Je t’aime, moi non plus !


    Si on interroge n’importe quel étranger ayant séjourné en Algérie pour quelques jours ou plusieurs années, sur la première qualité d’un algérien, la réponse est unanime : sa générosité !

    L’Algérien propose son aide. Dans les faits, il aide sans proposer, ni attendre qu’on le lui demande. Il ouvre sa porte à son voisin dans la joie et le malheur, il prête, il donne, il s’implique (parfois un peu trop). Il appelle pour prendre des nouvelles, il rend visite à sa famille, il va voir les malades pour leur apporter du réconfort ou juste leur tenir compagnie. Il prépare des repas pour ses proches, pour des inconnus. Il ne laisse jamais payer l’addition à son compagnon, surtout si c’est un étranger. Il indique, accompagne, va chercher… C’est le seul être humain (ou presque), que lorsqu’on lui fait un compliment sur sa nouvelle veste, il serait capable de vous l’offrir sur le champ !

Oui, incontestablement, l’algérien est un être qui a le cœur sur la main, il est habité par cette volonté de toujours faire plaisir à autrui.

 

Alors pourquoi tant de haine ?

    La haine du pauvre envers le riche, car ce dernier ne mérite pas l’argent qu’il a, voire il l’a volé. La haine du riche envers le pauvre qui manque cruellement de civisme. La haine des plus âgés envers les jeunes qui détruisent les traditions. La haine des plus jeunes, qui pensent que les générations précédentes n’ont pas été capables de gérer le pays et ne leurs laissent que des problèmes. La haine de l’employé envers son patron qui n’a de cesse de l’exploiter. La haine du chef d’entreprise qui se plaint de ne pouvoir compter sur personne. La haine des enseignants qui n’ont jamais vu autant d’enfants mal élevés. La haine des parents d’élèves qui sont désespérés face à la qualité du corps professoral, qui n’a pas su se renouveler. La haine des politiciens envers le peuple incapable de comprendre les lois et encore moins de les respecter. La haine du peuple envers ses dirigeants, tous des voleurs qui ne pensent qu’à leurs intérêts personnels. La haine des journalistes envers les chefs d’entreprise qui saccagent l’économie. La haine des patrons envers les médias qui communiquent des fausses vérités. La haine du commerçant envers ses clients qui critiquent leurs étales et ce qui s’y trouve. La haine du consommateur, persuadé qu’il se fait arnaquer sur les biens ou services qu’il se procure… La haine du pompiste qui se plaint de ces « algériens » qui ne respectent jamais rien !

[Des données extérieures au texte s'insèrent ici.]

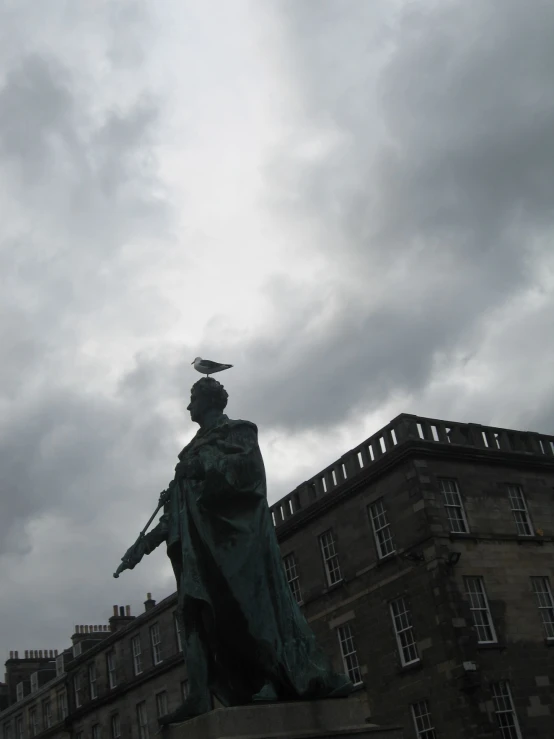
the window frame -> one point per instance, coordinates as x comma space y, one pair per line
548, 623
382, 532
503, 712
92, 680
423, 732
515, 492
161, 697
111, 665
60, 667
450, 507
61, 704
142, 715
156, 646
177, 627
290, 564
349, 654
32, 717
47, 715
480, 609
327, 540
137, 654
115, 725
397, 621
77, 689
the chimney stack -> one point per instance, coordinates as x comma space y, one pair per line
149, 603
121, 618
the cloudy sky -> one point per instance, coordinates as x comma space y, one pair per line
352, 202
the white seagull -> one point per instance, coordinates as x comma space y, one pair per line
207, 367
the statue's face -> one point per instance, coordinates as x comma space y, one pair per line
198, 406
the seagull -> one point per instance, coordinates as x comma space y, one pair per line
207, 367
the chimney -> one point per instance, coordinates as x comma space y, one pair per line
121, 618
149, 603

C’est cette dernière phrase, dite il y’a quelques jours par un jeune homme, au moment où je faisais le plein de ma voiture, qui a déclenché mon envie d’écrire sur ce sujet.

 

    Alors certains pensent que ça date de l’après colonialisme, qu’il y’a eu un mélange de population avec des acquis différents, que la politique de l’époque a tenté d’y remédier. Que l’euphorie de la liberté retrouvée a masqué un temps les inégalités, qui ont fini par éclater, quelques dizaines d’années plus tard, quand le peuple s’est divisé.

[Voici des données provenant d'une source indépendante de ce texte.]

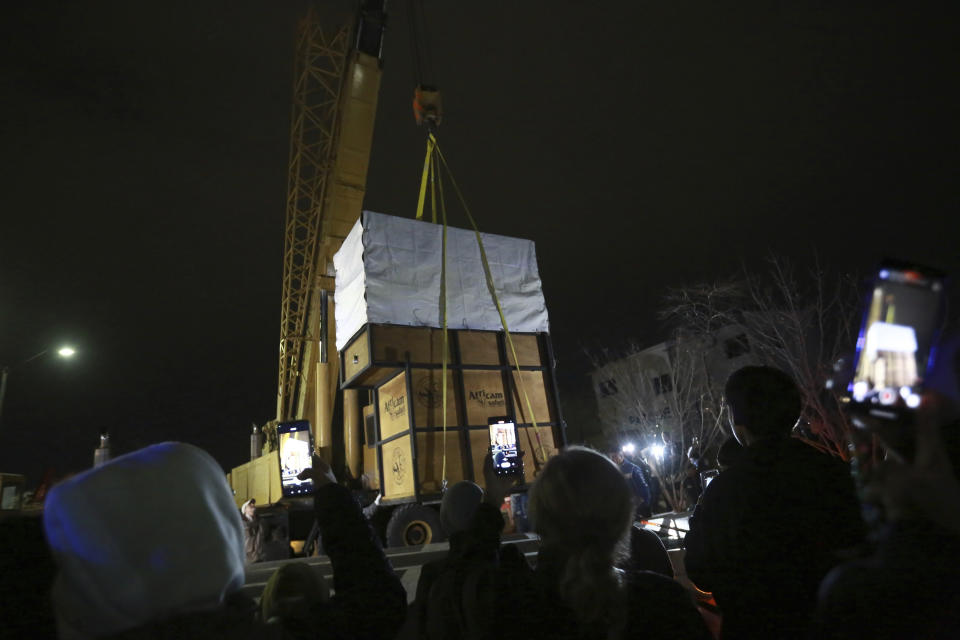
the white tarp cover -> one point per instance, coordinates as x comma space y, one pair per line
388, 271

La « décennie noire » a vu des mouvements de population importants où les habitants des régions les plus reculées ont tenté de venir se réfugier dans les grandes villes, quand ils n’étaient pas enrôlés par les terroristes.

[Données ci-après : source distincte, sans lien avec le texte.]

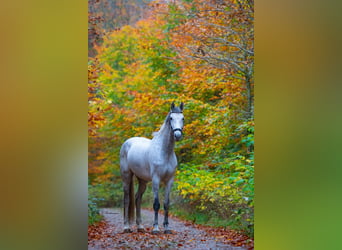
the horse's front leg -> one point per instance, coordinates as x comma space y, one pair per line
166, 206
156, 204
138, 196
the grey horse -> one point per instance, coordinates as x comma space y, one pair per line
151, 160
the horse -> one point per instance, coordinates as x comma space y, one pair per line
151, 160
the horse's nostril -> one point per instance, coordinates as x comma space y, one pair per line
178, 134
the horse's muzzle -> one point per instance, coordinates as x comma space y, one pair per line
177, 133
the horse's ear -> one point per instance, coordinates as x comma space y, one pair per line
181, 106
172, 106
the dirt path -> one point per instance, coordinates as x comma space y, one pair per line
108, 235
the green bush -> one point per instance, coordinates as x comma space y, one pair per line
93, 211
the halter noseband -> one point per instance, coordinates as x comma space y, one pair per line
176, 129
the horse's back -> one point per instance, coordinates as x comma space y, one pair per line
133, 157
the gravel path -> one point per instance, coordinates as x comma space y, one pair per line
185, 235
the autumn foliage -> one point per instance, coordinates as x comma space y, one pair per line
194, 51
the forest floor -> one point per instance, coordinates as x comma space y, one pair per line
108, 234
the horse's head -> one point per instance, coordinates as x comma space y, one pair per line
177, 120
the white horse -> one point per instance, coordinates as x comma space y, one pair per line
151, 160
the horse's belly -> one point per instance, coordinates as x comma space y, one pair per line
137, 162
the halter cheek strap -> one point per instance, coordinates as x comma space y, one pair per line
177, 129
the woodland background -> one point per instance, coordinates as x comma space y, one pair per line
145, 54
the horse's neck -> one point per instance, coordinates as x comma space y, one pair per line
165, 140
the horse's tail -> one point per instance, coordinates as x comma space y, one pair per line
131, 202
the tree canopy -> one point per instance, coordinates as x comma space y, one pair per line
194, 51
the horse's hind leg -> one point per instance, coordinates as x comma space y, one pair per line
138, 196
127, 178
166, 206
156, 204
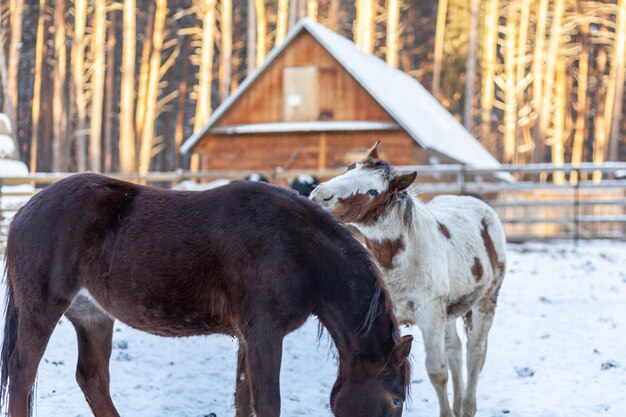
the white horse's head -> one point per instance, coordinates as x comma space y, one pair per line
364, 192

Une paix imposée s’en est suivie où le bourreau devait être pardonné en ayant droit à quelques compensations pour reprendre une vie « normale »

Et si de là venait cette haine ? Quelques-uns pensent que oui. Obliger une victime à pardonner à son bourreau, sans contrepartie, vivre avec lui et accepter qu’il ne soit pas puni pour ses actes, est contre nature.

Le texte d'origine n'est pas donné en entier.